The result: The Poles have wrapped themselves deeper into an approach to the world and Europe that Schröder and Chirac so wanted to discourage - tightening binds to the United States, reconfirming their priorities in terms of national independence and national identity, and refusing to define a European future that could ever be in opposition to the Americans.
Last month, the country elected a new center-right Parliament that will hold to what is pretty much both conviction and emotion here: that you stick to the Americans for security, support for your still great notions of freedom, emphasis on the place of religion in society, and Polish independence.

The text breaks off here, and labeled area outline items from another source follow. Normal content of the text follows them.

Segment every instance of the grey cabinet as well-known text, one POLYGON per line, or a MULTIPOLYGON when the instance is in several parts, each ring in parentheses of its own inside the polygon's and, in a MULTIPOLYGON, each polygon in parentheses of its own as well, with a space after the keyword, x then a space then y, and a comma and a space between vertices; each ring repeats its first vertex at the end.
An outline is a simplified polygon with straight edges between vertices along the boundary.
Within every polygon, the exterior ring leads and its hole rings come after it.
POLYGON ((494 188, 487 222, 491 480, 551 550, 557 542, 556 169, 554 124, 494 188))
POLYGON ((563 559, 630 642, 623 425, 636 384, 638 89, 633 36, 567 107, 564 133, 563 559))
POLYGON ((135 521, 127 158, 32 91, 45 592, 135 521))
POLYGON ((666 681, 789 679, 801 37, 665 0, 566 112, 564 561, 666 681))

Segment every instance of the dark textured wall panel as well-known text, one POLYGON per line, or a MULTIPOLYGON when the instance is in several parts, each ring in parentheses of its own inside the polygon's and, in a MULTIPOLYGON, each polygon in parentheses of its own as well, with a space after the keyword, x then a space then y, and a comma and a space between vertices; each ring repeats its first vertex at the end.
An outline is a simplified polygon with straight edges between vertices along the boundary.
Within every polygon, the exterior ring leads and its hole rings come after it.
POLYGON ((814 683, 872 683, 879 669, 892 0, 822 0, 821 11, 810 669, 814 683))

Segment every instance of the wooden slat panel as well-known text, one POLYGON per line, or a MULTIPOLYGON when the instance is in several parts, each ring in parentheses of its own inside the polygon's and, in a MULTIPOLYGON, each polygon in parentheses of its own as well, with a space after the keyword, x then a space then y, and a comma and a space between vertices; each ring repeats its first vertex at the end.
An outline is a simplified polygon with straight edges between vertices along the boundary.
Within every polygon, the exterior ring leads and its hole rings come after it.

You back neighboring Ukraine's break from dictatorship to democracy to the hilt, and you wish insistently and out loud for democratic change in Belarus, another neighbor still under authoritarian rule.
The EU, rather more coolly, is associated mostly here with both caution and aspirations for prosperity - specifically the cash subsidies that are needed to sustain the Polish voyage to higher living standards. As for freedom, the Polish mind-set on Western Europe had been indelibly marked by considerable hesitation there to openly support the Solidarity trade union's rebellion against Communist rule in 1981. No joke, an Austrian speaker recalled, but his country's labor officials didn't recognize Solidarity until 1989! …
Jeszenszky, who likes the Poles, sounded forlorn - but mostly about Hungary. He said, "Our thinking stops with trying to be clever and not taking a stand."